Big data is the most popular direction of information science research nowadays. Relevant technology has gradually developed into a database system since the mid-1980s. It revolves around all the data and continuously excavates some data information with potential value, which has great application value. This is a dynamic and interactive process. With the rapid popularization of automobiles and the increase in the number of automobiles, energy consumption and environmental pollution are becoming increasingly serious. Electric vehicles are attracting more and more attention due to their low pollution, clean, and efficient characteristics. The electric vehicle drive system is mainly composed of a high-efficiency motor, a controller, and an energy storage device. The development goal of electric vehicles is zero emissions.

Compared to conventional cars, electric vehicles are still in their infancy. The working environment and the control technology of electric vehicles are more complex. If an electric car breaks down, it will not work properly and heavy electric vehicles will cause serious road accidents. Therefore, mobile big data is needed to monitor the status of electric vehicles. The main purpose of monitoring this data is to provide early warning of impending motor failures, to perform preventive regular maintenance on possible future problems, and to provide a diagnostic plan. Therefore, it is of great practical significance to apply the 3D modeling technology of mobile big data to monitor the status of electric vehicles.

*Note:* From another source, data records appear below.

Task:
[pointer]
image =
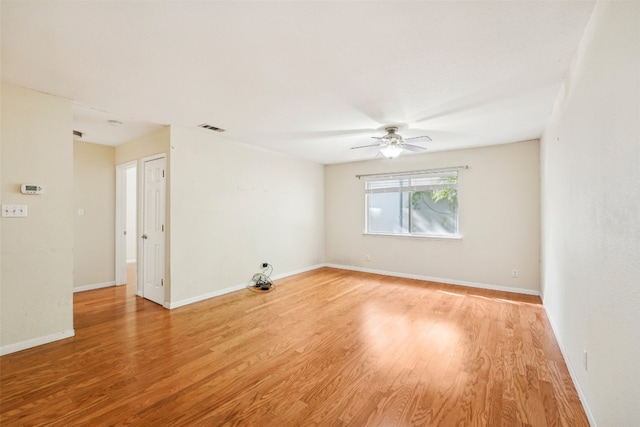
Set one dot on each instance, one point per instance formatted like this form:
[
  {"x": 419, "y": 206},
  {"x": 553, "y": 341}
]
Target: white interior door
[
  {"x": 125, "y": 184},
  {"x": 153, "y": 230}
]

The innovations of this paper are as follows: (1) The use of big data to monitor the state of electric vehicles is innovative and practical. (2) The monitoring of the state of electric vehicles can effectively protect people’s lives, health, and safety.

With the advancement of economy and innovation, portable large information has continuously assumed a significant part and numerous researchers have done investigation on it. Qing-Chao et al. installed spark on the THREAD platform, built a more complete macroanalysis model based on mobile data, and used the monthly data of more than 29 million users for ETL and mining processing, proving that the model could be applied to the mining of urban macrotraffic characteristics [1]. Mobile cloud computing (MCC) and IoT technology based on wireless network technology are developing rapidly. Stergiou and Psannis combined the above two technologies (i.e., MCC and IoT) with big data technologies to examine their common characteristics and found the advantages of MCC and IoT that could improve the use of big data applications [2]. In order to study how to mine valuable information in low-complexity multimedia big data, Guo et al. proposed a big data object detection method with a compressed measurement domain under a mobile distributed computing architecture [3]. In recent years, the research field of mobile big data has risen rapidly but somewhat fragmented. Xiang et al. aimed to provide a complete picture of this emerging field, build multidisciplinary bridges, and hopefully inspire future research [4]. Using big data analysis technology, Parwez et al. contributed in two ways. First, mobile network data (big data)—call detail records—was used to analyze the abnormal behavior of the mobile wireless network. Second, a neural network-based predictive model was trained using anomalous and non-anomaly data to highlight the impact of anomalies in the data while training/building an intelligent model [5]. Qiao et al. proposed a mobile big data framework, called FMBD, which provided massive data traffic collection, storage, processing, analysis, and management functions to cope with massive data traffic [6]. Hu and Yan solved the private dot product calculation problem for mobile big data applications, and the calculation efficiency was very ideal [7]. However, the shortcoming of these studies is the uncertainty of the data quality; the calculation and analysis of massive data are very complicated, so the construction of the model still needs to be improved.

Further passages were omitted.